Im Jahre 1979 erschien der erste Teil der Trilogie, The Ghost Writer, gefolgt von Zuckerman Unbound (1981) und The Anatomy Lesson (1983), 1985 der Epilog The Prague Orgy. Die allgegenwärtige Annahme, Nathan Zuckerman sei Philip Roths Alter Ego und sein politisches sowie persönliches Sprachorgan in der fiktiven Romanwelt, hatte sich spätestens mit Erscheinen des zweiten Teils, Zuckerman Unbound, in der Forschung durchgesetzt. In dem Roman kämpft Zuckerman mit den Auswirkungen seiner Romanveröffentlichung „Carnovsky“, dessen Thematisierung einer jüdisch-neurotischen Familie in den USA zu einem Skandal führte. Der Vergleich zu Philip Roths Werk Portnoy’s Complaint aus dem Jahre 1969 bleibt nicht aus. Wie Zuckerman sah sich Roth einer Welle der öffentlichen Empörung gegenüber. Im selben Jahr noch wurde Portnoy’s Complaint in Australien als „prohibited import“ deklariert.[1]

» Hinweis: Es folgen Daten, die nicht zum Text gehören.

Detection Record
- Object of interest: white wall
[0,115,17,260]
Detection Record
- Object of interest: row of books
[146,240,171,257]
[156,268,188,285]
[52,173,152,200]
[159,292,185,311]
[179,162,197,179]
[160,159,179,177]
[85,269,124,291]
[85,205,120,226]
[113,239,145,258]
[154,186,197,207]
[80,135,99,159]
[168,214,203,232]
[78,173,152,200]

Der Schwerpunkt der vorliegenden Arbeit liegt auf der Analyse und Interpretation Nathan Zuckermans Identitätskonfliktes. Er treibt ihn von der Identitätsfindung in eine Identitätskrise. Jene Krise resultiert insbesondere aus der Erkenntnis, dass ein Ausbrechen aus (jüdischen) Familientraditionen – und Normen unmöglich erscheint und das Prädikat „Jude“ in der Gesellschaft schwer abzustreifen ist. Neben der literarisch – künstlerisch determinierten Krise als Schriftsteller, die eine Schreibblockade zur Folge hat und Zuckerman am Beruf des Schriftstellers nahezu (ver)zweifeln lässt, erscheint insbesondere diese jüdisch geprägte Identitätskrise von zentraler Signifikanz. Hier verschmelzen jüdische Diaspora und die Assimilation an die amerikanische Gesellschaft und formieren sich zu einer jüdisch- amerikanischen Identitätskrise des zwanzigsten Jahrhunderts. Somit ist die in dieser Arbeit thematisierte Identitätskrise als Resultat der missglückten Identitätsfindung zu verstehen und einzuordnen.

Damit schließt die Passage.